Single by Hazell Dean

from the album Heart First
- Released: 16 July 1984
- Recorded: 1984
- Genre: Pop; dance; hi-NRG;
- Length: 3:47
- Label: Proto Records
- Songwriters: Mike Stock; Matt Aitken;
- Producer: Stock Aitken & Waterman

Hazell Dean singles chronology
| "Searchin' (I Gotta Find A Man)" (1984) | "Whatever I Do (Wherever I Go)" (1984) | "Back In My Arms (Once Again)" (1984) |

Audio
- "Whatever I Do (Wherever I Go)" on YouTube

= Whatever I Do (Wherever I Go) =

"Whatever I Do (Wherever I Go)" is a Hi-NRG song written and produced by British hit making team Stock Aitken Waterman (SAW), which became a hit for singer Hazell Dean in 1984. Dean, having had a top 10 hit in May 1984 with "Searchin' (I Gotta Find a Man)", was looking for a follow-up single. Through her record company Proto Records she met SAW, who had by then worked with her label mates Divine and Agents Aren't Aeroplanes, but were virtually unknown.

It became an instant smash, peaking at number 4 in the UK Singles Chart, spending 11 weeks in the chart, becoming SAW's first top 10 hit in the UK.

==Background==
When Dean visited the producers, they played her the backing track of Divine's "You Think You're A Man". She liked it, so she agreed to record a single with them as tensions climbed over the need for a second hit. "She was upset at time," Mike Stock recalled of the high-pressure situation Dean found herself in following her first hit. "I remember her saying at times this was so important to her. [It was] that dreadful follow up situation - how do you follow up a hit?'"

The song SAW offered her was originally titled "Dance Your Love Away", and had previously been given to American artist, Michael Prince, to record. Matt Aitken came up with the idea of using the backing track with re-written lyrics to appease Dean, who disliked the original chorus. Stock and Aitken proceeded to change the track, which was re-titled "Whatever I Do (Wherever I Go)".

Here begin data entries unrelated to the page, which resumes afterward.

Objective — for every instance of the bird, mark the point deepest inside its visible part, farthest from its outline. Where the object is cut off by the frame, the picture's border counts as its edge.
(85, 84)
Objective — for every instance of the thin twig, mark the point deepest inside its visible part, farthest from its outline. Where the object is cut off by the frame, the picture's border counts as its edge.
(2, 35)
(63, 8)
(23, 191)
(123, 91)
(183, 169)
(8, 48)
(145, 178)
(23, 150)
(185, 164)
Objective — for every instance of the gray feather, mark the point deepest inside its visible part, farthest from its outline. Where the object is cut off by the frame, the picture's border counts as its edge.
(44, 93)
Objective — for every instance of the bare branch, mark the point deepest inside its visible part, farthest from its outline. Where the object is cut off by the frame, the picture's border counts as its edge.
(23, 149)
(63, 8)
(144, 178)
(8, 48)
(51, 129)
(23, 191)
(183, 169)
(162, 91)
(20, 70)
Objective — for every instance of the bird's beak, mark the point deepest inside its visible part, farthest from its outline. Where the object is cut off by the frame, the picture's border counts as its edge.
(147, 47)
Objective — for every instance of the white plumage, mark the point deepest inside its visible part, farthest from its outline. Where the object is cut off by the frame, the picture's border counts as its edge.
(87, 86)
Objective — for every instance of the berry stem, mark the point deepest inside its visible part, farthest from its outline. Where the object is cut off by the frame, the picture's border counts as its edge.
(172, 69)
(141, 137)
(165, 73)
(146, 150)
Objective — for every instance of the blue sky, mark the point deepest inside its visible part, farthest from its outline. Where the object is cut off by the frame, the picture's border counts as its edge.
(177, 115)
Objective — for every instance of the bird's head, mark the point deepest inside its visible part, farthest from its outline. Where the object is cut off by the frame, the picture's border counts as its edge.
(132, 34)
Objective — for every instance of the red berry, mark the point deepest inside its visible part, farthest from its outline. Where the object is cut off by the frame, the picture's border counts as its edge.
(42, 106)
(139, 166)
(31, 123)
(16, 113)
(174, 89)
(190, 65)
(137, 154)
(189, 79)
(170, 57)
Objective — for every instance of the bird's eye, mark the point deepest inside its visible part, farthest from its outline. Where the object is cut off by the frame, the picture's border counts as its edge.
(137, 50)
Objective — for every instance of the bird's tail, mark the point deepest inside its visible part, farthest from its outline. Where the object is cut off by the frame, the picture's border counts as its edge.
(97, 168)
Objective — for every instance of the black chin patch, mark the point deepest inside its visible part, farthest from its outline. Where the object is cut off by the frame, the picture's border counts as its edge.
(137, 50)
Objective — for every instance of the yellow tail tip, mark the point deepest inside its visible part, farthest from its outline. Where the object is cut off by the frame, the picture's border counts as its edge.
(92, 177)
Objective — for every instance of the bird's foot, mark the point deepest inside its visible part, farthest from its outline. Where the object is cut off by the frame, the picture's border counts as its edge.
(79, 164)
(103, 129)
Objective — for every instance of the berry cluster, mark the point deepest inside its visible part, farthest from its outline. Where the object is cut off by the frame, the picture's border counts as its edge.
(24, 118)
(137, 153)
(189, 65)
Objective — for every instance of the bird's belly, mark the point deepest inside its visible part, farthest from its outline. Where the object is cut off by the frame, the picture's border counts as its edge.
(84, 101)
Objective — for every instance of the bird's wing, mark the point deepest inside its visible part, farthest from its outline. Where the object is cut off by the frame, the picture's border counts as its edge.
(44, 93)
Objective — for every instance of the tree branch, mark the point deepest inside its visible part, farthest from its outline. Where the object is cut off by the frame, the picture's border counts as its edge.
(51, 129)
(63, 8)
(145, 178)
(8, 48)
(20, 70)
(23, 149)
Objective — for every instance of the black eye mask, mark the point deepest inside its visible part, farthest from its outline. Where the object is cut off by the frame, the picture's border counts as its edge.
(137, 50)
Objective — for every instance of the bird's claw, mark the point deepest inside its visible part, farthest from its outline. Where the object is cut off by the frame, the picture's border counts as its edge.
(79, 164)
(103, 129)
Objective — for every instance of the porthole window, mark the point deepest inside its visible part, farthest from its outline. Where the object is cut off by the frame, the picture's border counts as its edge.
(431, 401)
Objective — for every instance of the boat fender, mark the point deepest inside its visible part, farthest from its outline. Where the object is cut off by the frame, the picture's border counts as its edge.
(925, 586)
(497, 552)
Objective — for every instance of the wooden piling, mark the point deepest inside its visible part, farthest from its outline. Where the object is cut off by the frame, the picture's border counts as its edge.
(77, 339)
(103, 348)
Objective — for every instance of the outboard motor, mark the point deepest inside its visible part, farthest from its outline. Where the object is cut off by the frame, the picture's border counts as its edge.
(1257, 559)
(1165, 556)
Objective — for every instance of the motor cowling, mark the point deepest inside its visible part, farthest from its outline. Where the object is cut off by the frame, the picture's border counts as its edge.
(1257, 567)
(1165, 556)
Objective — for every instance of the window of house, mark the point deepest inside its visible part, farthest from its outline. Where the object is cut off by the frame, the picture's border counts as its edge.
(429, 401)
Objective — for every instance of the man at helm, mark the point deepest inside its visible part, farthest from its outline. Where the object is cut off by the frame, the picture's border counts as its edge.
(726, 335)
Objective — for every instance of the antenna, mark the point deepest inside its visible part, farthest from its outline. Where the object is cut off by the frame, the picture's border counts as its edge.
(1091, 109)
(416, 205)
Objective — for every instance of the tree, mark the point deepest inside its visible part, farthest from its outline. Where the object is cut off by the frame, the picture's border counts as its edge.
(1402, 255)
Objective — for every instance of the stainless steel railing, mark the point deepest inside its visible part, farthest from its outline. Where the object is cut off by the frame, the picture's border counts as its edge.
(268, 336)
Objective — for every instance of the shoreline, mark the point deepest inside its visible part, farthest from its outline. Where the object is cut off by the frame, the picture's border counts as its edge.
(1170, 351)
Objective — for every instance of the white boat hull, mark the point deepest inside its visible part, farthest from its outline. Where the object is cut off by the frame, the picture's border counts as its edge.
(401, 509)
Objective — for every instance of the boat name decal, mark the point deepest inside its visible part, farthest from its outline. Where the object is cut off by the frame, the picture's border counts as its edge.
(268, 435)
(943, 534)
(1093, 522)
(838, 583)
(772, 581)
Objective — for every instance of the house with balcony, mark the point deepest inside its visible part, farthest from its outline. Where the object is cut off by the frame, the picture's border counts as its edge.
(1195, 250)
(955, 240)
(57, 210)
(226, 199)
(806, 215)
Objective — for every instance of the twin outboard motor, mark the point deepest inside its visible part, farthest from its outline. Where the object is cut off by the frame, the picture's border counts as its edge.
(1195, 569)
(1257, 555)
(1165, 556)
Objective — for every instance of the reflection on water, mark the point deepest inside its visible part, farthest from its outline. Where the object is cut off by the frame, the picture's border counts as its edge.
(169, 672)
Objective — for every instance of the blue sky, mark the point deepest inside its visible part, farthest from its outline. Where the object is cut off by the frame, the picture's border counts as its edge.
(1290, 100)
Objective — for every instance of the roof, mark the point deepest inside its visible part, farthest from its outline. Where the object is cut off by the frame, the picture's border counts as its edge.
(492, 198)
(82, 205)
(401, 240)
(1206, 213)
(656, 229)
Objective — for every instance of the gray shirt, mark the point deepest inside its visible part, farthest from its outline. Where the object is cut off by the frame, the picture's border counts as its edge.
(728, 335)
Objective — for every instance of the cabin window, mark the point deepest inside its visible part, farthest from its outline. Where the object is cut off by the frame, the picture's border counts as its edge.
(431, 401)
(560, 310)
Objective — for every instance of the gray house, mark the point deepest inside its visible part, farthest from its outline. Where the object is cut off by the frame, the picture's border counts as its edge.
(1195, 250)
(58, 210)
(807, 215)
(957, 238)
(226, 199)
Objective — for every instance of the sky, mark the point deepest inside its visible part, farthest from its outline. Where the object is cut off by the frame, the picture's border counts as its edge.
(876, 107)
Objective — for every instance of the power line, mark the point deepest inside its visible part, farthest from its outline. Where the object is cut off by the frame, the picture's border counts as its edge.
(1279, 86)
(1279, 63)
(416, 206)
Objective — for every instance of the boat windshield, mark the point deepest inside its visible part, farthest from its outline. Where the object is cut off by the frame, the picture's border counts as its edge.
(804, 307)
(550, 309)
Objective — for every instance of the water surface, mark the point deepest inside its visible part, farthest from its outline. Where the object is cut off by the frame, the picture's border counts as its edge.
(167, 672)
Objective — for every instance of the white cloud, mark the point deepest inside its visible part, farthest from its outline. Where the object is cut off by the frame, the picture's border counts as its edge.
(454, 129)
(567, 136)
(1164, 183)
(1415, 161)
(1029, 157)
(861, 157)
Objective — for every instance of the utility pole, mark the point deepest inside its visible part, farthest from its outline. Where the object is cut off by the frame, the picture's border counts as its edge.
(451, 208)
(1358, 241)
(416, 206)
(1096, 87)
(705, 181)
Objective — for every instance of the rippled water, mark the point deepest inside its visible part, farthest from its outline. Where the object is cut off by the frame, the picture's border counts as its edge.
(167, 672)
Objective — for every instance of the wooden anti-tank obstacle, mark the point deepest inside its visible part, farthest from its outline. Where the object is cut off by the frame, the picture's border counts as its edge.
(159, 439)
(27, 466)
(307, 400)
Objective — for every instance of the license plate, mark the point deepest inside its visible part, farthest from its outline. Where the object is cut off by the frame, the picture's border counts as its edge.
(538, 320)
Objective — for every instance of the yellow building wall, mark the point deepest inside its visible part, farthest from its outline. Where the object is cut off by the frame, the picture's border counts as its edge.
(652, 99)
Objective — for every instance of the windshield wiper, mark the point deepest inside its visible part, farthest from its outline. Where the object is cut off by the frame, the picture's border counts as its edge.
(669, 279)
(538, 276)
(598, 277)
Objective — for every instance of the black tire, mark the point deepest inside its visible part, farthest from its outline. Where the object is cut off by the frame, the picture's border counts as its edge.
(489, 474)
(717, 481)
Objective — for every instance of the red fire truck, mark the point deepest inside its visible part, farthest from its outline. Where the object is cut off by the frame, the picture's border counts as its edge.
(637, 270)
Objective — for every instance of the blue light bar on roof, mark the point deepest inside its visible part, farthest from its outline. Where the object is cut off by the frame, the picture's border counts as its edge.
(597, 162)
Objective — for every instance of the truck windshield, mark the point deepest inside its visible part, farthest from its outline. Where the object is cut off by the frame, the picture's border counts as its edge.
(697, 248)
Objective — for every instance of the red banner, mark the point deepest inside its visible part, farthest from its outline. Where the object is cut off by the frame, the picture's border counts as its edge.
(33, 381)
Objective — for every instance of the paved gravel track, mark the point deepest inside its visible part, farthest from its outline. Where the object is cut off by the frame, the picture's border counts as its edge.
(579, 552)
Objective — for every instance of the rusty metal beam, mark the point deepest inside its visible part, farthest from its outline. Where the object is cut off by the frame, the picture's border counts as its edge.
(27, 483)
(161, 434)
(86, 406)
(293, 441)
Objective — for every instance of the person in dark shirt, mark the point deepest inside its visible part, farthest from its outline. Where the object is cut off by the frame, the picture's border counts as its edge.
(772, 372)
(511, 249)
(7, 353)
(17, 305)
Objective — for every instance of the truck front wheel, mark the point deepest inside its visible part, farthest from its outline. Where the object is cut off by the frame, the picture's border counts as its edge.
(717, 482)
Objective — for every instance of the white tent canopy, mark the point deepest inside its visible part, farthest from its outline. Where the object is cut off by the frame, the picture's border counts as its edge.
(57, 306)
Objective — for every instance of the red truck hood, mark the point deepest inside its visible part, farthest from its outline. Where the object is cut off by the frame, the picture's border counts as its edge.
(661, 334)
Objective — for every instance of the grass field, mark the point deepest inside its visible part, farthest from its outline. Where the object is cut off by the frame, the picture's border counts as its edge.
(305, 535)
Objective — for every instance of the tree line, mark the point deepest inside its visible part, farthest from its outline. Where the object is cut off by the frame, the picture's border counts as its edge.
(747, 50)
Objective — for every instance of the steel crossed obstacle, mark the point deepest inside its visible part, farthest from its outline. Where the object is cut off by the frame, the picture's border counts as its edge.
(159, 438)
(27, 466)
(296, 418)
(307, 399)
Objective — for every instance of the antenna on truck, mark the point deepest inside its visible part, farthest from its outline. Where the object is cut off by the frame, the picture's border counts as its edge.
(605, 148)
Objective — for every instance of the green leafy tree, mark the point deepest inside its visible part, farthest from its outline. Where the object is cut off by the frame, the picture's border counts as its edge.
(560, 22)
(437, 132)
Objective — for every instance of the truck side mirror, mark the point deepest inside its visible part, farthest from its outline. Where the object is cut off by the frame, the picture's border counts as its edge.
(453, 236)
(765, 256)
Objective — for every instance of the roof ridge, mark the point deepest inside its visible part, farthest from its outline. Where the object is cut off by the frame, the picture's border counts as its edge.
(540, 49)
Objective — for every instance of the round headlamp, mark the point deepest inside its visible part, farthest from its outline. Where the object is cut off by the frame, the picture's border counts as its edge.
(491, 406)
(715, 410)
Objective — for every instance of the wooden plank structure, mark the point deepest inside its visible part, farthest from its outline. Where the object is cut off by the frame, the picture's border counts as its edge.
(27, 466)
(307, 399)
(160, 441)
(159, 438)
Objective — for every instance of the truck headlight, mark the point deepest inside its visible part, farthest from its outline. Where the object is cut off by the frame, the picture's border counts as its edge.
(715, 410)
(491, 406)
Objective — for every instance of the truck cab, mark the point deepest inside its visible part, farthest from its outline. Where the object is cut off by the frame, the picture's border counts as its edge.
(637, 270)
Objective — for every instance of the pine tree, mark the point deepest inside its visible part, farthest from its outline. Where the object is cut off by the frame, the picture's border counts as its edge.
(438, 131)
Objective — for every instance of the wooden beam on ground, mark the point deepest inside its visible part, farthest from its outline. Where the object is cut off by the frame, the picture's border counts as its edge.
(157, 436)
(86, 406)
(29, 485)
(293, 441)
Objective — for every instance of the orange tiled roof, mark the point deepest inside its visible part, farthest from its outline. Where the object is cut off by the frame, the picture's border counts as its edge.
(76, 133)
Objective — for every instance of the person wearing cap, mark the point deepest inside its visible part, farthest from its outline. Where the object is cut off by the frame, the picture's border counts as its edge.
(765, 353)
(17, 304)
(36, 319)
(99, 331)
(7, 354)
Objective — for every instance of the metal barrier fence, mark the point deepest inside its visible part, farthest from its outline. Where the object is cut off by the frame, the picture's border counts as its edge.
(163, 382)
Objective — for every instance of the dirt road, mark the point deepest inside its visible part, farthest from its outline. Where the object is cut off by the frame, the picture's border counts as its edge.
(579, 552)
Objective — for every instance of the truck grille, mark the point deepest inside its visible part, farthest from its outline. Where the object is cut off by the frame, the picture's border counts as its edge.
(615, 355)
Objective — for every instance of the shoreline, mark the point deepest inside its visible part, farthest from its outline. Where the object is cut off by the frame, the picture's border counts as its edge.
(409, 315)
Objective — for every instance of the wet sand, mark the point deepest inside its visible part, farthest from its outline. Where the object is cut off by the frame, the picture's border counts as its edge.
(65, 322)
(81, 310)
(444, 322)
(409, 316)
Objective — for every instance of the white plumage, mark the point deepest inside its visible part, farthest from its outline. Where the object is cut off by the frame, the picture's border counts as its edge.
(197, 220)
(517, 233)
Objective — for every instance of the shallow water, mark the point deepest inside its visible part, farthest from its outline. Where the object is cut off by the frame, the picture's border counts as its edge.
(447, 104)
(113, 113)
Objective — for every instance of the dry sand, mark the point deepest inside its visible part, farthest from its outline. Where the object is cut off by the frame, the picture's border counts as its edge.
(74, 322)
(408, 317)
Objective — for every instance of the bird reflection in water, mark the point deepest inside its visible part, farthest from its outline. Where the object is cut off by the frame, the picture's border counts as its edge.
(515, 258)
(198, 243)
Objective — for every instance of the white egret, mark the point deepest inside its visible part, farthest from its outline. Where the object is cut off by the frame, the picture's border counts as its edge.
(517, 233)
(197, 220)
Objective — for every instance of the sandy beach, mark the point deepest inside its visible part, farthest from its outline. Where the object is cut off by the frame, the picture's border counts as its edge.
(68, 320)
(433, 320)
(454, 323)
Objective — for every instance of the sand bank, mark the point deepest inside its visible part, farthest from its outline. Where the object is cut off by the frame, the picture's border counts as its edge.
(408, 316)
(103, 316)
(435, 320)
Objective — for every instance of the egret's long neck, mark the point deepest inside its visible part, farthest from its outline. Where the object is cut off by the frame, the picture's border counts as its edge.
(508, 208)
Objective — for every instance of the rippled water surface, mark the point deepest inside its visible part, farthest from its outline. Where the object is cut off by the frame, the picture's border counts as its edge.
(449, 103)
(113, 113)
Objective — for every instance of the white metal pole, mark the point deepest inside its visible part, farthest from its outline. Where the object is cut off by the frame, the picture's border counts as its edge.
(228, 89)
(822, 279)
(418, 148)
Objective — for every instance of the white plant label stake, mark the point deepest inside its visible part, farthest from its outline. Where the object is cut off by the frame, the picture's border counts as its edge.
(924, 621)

Prince was not informed that Dean had recorded a reworked version of the song he'd recorded first, and was at the time waiting to release. He claims he only found out when her version came on while he was dancing in a nightclub, and says he immediately left to ring the producers and demand an explanation. Mike Stock disputes the details of Prince's story, saying the singer actually rang him from his hospital bed after an accident involving a jar of pickles. A reworked version of "Dance Your Love Away" was released as a single in 1985, but did not chart. Due to this success, Dean went on to record her album with SAW. The resulting LP, Heart First, released in October 1984, was fully produced by the trio, except for "Searchin' (I Gotta Find a Man)".

==Chart performance==
Dean's single was released in July 1984, and it became an instant smash, peaking at number 4 in the UK Singles Chart, spending 11 weeks in the chart. Tying her 1988 single "Who's Leaving Who" its highest placed single in the UK. It was also SAW's first of many top 10 singles in the UK charts.

| Chart (1984) | Peak position |
|---|---|
| UK Singles Chart | 4 |
| Ireland (IRMA) | 6 |
| Ö3 Austria Top 40 | 74 |
| West Germany (GfK) | 22 |

==Other versions and Legacy==
Dean re-recorded the song for her 1995 album The Best of Hazell Dean.
In 1987, Laura Branigan recorded a version of the song for her album, Touch. Her version was also produced by Stock Aitken & Waterman.
In 2025, the song was voted by listeners of the A Journey Through Stock Aitken Waterman podcast as the fifteenth greatest SAW record of all time.